Canadian Health&Cacre Mall about Assessing Future Need for Acute Care in Adult Asthmatics

February 24, 2016 Category: Asthma

asthmaOur understanding of the pathophysiology and treatment of asthma has improved dramatically in recent years. Potent, effective asthma treatment is readily available, as are tools to objectively follow these patients. Properly managed asthma patients should rarely need emergency department treatment or hospitalization. Despite these advances, patients and health-care providers are often surprised by asthma exacerbations requiring emergent management. Our inability to more accurately identify patients at higher risk of acute asthma exacerbations has grave consequences for both patients and the increasingly burdened health-care system.

Nearly half the $7.4 billion spent annually on direct medical expenditures for asthma care is spent on hospitalizations, visits to the emergency department, and hospital outpatient care (ie, unscheduled outpatient care). Concerns regarding increasing asthma morbidity and cost have led to a national objective of reducing health-care utilization for patients with asthma. Arrest asthma attacks by utilizing inhalers ordered via Canadian Health&Care Mall.

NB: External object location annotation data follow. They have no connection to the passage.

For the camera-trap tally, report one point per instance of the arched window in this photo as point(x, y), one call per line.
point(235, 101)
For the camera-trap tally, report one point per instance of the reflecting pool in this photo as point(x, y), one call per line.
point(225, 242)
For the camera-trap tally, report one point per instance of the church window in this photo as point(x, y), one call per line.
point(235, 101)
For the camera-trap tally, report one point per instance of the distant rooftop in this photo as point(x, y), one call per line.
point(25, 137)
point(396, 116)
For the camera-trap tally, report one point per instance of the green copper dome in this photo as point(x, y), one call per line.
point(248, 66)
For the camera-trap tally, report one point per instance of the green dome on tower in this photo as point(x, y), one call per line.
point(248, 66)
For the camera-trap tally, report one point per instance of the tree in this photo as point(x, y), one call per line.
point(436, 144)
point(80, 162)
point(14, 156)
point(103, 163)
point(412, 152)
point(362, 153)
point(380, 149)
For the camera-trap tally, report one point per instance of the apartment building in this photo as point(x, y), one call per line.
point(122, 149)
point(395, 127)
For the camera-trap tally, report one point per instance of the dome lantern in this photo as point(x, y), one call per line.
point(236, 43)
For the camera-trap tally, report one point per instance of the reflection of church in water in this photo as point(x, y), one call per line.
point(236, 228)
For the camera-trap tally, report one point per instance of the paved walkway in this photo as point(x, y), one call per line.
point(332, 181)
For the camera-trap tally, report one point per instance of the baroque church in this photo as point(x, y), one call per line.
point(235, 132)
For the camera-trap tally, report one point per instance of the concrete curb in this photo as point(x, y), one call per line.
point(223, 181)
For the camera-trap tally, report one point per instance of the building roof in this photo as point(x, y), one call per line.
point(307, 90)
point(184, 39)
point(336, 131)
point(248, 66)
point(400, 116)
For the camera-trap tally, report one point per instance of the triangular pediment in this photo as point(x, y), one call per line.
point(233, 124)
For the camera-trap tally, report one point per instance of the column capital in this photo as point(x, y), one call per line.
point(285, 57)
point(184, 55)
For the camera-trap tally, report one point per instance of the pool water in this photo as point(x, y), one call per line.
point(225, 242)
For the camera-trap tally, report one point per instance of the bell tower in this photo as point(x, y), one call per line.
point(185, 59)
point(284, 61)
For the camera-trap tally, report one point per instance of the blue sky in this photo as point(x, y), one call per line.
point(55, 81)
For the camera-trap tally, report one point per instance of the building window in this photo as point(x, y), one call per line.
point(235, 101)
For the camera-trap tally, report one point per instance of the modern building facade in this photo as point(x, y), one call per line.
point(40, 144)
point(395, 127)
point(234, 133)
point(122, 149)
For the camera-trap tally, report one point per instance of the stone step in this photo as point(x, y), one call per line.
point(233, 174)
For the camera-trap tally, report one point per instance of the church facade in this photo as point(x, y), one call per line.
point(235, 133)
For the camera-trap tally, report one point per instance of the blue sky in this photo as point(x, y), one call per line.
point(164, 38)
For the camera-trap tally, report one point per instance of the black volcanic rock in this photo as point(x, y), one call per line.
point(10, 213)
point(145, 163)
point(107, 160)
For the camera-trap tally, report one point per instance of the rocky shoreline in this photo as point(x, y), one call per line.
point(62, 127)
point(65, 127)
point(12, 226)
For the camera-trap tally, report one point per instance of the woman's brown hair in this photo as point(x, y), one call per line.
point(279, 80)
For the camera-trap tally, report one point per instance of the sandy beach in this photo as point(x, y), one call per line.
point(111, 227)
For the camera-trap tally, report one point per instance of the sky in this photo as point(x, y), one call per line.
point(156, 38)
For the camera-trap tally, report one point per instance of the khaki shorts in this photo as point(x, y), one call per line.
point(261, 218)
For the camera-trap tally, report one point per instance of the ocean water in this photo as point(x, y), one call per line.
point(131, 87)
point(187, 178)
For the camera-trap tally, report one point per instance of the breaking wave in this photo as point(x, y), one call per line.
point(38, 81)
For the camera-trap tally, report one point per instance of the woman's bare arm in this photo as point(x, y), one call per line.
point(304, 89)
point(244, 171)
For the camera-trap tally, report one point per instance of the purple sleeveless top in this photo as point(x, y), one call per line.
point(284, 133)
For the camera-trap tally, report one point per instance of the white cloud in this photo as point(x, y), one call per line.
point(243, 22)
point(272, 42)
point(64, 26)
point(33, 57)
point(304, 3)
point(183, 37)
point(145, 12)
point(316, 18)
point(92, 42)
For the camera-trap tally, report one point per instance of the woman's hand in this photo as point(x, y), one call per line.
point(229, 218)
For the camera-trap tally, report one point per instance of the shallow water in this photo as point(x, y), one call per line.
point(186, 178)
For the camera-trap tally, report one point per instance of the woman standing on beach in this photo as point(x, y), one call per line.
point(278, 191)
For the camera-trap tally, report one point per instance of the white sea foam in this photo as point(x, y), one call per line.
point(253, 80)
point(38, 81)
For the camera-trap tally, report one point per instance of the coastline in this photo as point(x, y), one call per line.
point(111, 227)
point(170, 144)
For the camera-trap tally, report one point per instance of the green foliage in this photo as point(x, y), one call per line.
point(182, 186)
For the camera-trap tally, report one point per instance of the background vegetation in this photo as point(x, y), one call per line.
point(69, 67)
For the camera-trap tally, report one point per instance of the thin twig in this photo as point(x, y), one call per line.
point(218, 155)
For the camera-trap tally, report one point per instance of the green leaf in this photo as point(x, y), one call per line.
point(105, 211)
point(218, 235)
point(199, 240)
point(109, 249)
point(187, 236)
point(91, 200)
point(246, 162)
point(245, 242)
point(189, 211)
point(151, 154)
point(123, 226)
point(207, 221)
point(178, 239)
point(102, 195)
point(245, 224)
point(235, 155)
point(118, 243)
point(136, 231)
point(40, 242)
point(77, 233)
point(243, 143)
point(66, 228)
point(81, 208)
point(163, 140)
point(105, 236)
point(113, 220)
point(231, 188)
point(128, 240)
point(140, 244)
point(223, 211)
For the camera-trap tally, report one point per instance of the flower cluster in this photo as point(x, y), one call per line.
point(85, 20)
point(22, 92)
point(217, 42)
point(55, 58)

Factors known to be associated with increased risk of future acute asthma health-care utilization include advanced age, female gender, a reduction in percentage of predicted FEV1 (%FEV1), and current cigarette smoking. Simple risk indexes for asthma that include variables that can be readily administered and scored in the clinical setting are scarce, however, and do not include variables such as lung function.

This article reports on the results of a prospective evaluation of risk factors for acute asthma care among adult members of a large health maintenance organization (HMO). We had two goals. The first was to develop clinical tools that clinicians and health-care organizations could use to identify patients at increased risk of future acute asthma exacerbations, and perform a split-sample validation to determine their predictive ability. The second was to identify modifiable risk factors. Our results can be used by clinicians to monitor patients more closely to determine the need for referral for case management or specialty care.